Rob Farber is an independent HPC expert to startups and Fortune 100 companies, as well as government and academic organizations. Optimization for high-performance and energy efficiency is a necessary next step after verifying that an application works correctly. In the HPC world, profiling means collecting data from hundreds to potentially many thousands of compute nodes over the length of a run. In other words, profiling is a big-data task, but one where the rewards can be significant — including potentially saving megawatts of power on a leadership class system and/or reducing the time to solution so more scientists can utilize these precious resources.

The choice of profiling tool is important, as many HPC systems utilize GPU or Intel Xeon Phi coprocessors to accelerate massively-parallel floating-point intensive sections of the code. While these devices have proven successful in providing high FLOPs/watt massive-parallelism, they also complicate profiling significantly by introducing one or more devices, each containing a separate memory space and requiring data movements across a PCIe bus. However, massively parallel accelerators are here to stay, which means that modern profiling tools need to support GPUs and/or Intel Xeon Phi.

James Reinders and Jim Jeffers noted in their book High Performance Parallelism Pearls that, by mid-2013, Intel Xeon Phi coprocessors “exceeded the combined FLOPs contributed by all the graphics processing units (GPUs) installed as floating-point accelerators in the TOP 500 list.” The only devices that contributed more FLOPs to the TOP500 list were Intel processors.

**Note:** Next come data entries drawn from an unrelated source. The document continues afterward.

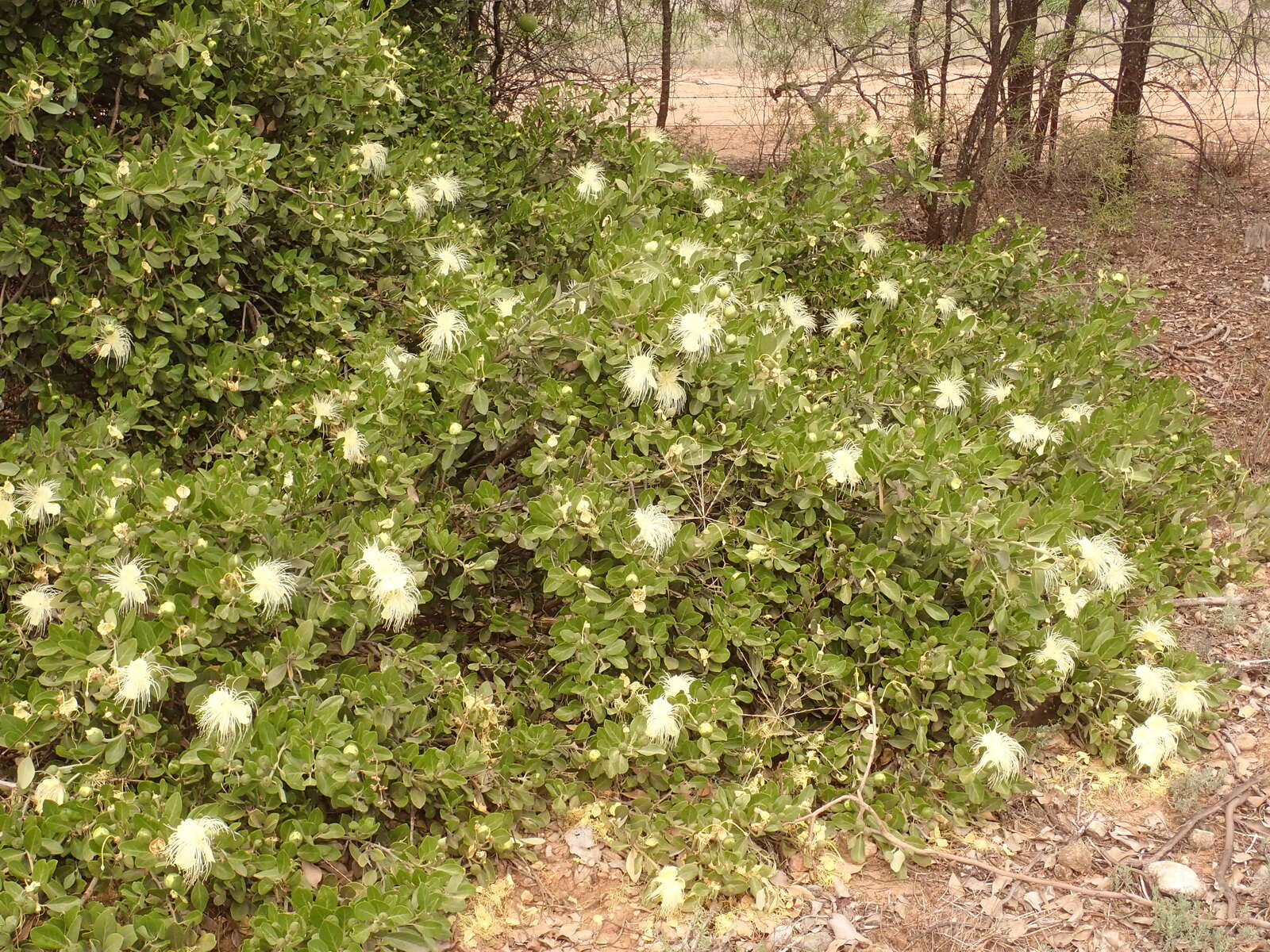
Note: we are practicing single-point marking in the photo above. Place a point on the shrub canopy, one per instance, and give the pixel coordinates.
(395, 478)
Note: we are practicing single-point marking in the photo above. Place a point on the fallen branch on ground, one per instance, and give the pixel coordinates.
(1214, 601)
(883, 829)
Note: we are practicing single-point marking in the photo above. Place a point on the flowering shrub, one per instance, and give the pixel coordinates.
(607, 484)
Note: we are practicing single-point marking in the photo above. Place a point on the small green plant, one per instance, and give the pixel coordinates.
(1232, 616)
(1185, 793)
(1181, 926)
(1122, 877)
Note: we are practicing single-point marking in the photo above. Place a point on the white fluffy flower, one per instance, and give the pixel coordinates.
(1058, 651)
(450, 259)
(1155, 632)
(687, 249)
(656, 528)
(999, 393)
(190, 846)
(127, 579)
(887, 291)
(417, 201)
(795, 311)
(325, 409)
(639, 378)
(40, 501)
(446, 188)
(50, 790)
(591, 179)
(38, 606)
(1000, 754)
(381, 562)
(398, 605)
(662, 721)
(950, 393)
(137, 682)
(1102, 558)
(676, 685)
(114, 343)
(1191, 700)
(698, 178)
(225, 715)
(842, 319)
(1029, 433)
(671, 393)
(872, 243)
(1155, 685)
(446, 330)
(393, 584)
(272, 584)
(375, 158)
(841, 463)
(668, 890)
(698, 332)
(1155, 740)
(352, 444)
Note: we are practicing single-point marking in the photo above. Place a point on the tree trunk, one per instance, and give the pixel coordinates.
(626, 55)
(1134, 54)
(664, 103)
(931, 203)
(1047, 111)
(977, 141)
(497, 63)
(1020, 79)
(921, 108)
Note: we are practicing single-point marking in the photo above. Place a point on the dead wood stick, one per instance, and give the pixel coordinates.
(1184, 831)
(883, 829)
(1257, 663)
(1223, 869)
(1217, 329)
(1214, 601)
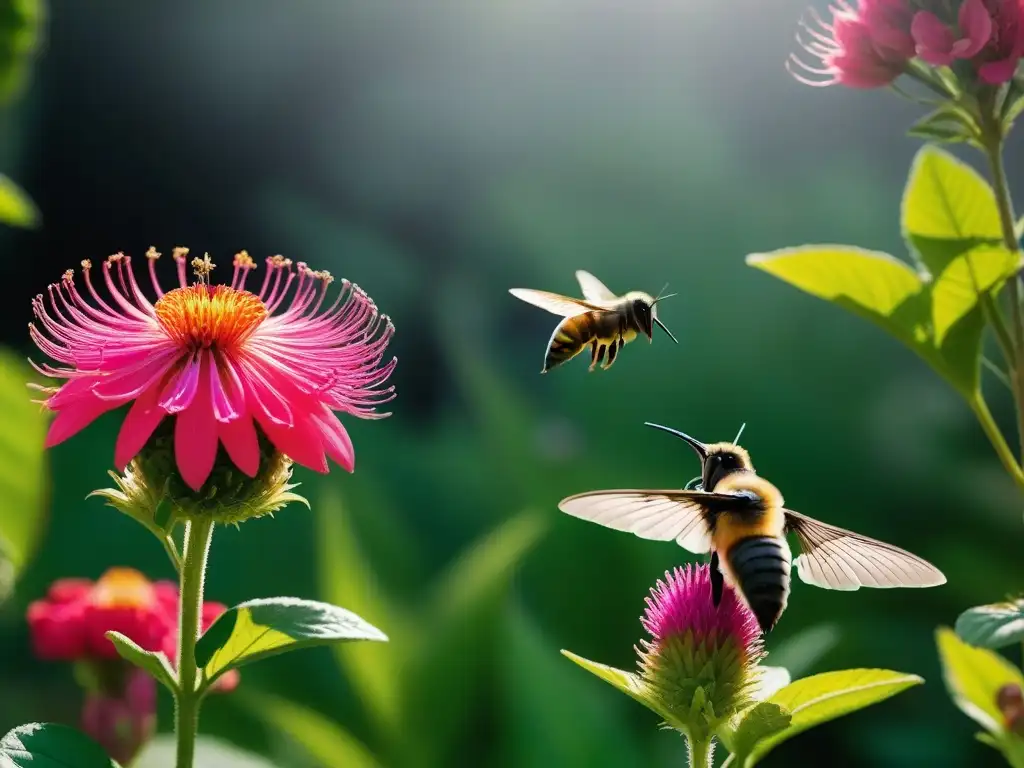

One of the motivators for this move to GPUs and Intel Xeon Phi coprocessors is the large FLOPs/watt ratios such devices can deliver. From a financial perspective, the Green 500 recognizes that the operating costs of today’s petascale systems are on par with the acquisition costs of the actual supercomputer hardware itself. As the industry moves to exascale computing and beyond, the focus on energy efficiency (and hence financial savings) will become even more pronounced. A joke in the HPC world is that the power companies should donate the hardware because they will recoup the cost in electricity charges.

The paper, “Energy Evaluation for Applications with Different Thread Affinities on the Intel Xeon Phi,” by Lawson et. al. measured energy consumption as a function of thread affinity and number of threads on an Intel Xeon Phi. They showed that “varying thread affinity may improve both performance and energy, which is the most apparent under the compact affinity tests when the number of threads is larger than three per core. The energy savings reached as high as 48 percent for the CG NAS benchmark.”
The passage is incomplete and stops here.